County man sentenced for role in 2018 wildfires
A Big Horn County man pled guilty last week to a misdemeanor charge of knowingly causing a wildfire that burned timber, trees, slash, brush and grass on land administered by the Bureau of Land Management in 2018.
Brandon Kenneth Nyberg was sentenced on Wednesday, July 14 to two years of unsupervised probation, with conditions, and to pay restitution in the amount of $4,616.98 as well as a $25 special assessment for his role in starting the wildfires.
Among the court-ordered conditions of his unsupervised probation is that he not violate another federal, state or local crime and also remain in compliance with any and all other court orders.
The sentence was handed down in U.S. District Court in Lander — almost three years to the day of the wildfire that Nyberg now admits to starting.
Court documents shed light on the case against Nyberg, which arose on July 9, 2018 when BLM Supervisor Brad Jones was called away from the Terek Fire to respond to a report of a new fire near McDermott Butte and Highway 31 in Manderson.
Jones was attempting to gain access to the fire when he was advised that another fire had started off Highway 31. Both were believed, and later confirmed, to be human caused. When Jones arrived at 920 Highway 31, he found Nyberg and Sierra Brown with a water hose standing east of a barn and house.
In his interview with the ranger, Nyberg said he hadn’t seen much and that he’d been watching the fire in the distance from his grandparents’ house. He said he didn’t see anyone in the area who could have started the fire, suggesting it must have been a spot fire from the larger Terek Fire. Nyberg denied starting the fires in that initial interview, then again on July 10, 2018 under questioning from Ranger Robert Lind.

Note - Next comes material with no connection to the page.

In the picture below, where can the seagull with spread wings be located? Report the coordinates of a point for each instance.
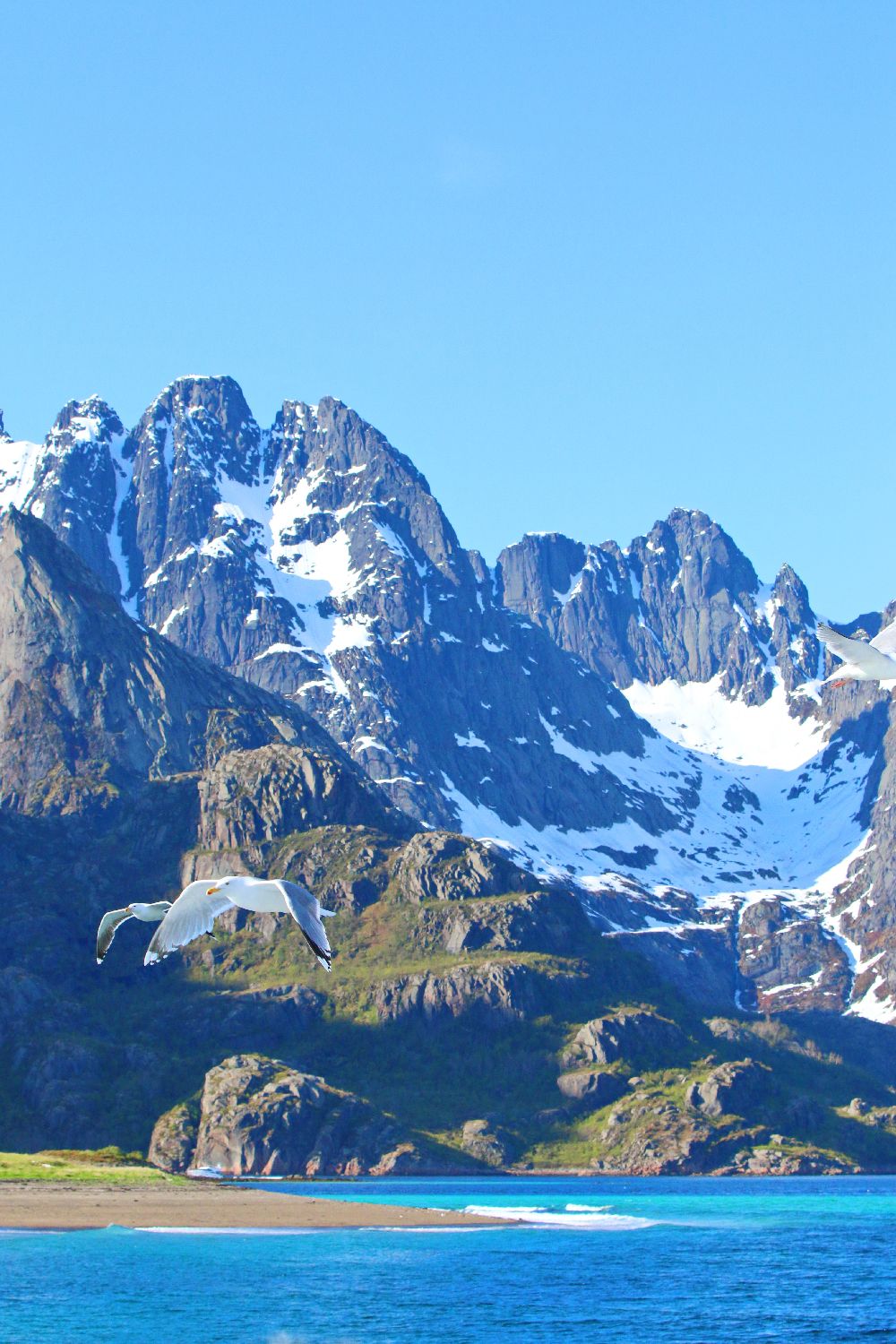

On July 18, BLM Fire Investigator Teresa Rigby determined that the McDermott Butte Fire started on and burned approximately 6 acres of BLM-managed lands while the Highway 31 Fire started on private land and burned onto BLM-managed lands. Rigby ruled out accidental and natural causes, suggesting instead that both fires were “hot sets” — meaning they were ignited by an open flame, such as a lighter.
On May 3, 2019, Nyberg was interviewed by BLM investigators at his grandparents’ residence in Manderson. The charging document alleges that in the course of that interview, Nyberg “initially claimed he thought he had accidentally caused the fires with his cigarette or by ‘back burning.’ However, when confronted with the fact that the fire investigation did not corroborate either of those causes, Nyberg admitted to starting the fires with a lighter.”
With the case now behind him, Nyberg continues to maintain that he was simply “backburning” his grandparents’ field that day in 2018 due to concerns about the advancing Tyrek Fire.
“The lesson to be learned is, always call before you burn,” said Nyberg. “I know a lot of people who burn on private land, don’t call it in (to the sheriff’s office) and nobody gets in trouble.
“I should have made the call, though. If I had, I wouldn’t have been in this situation.”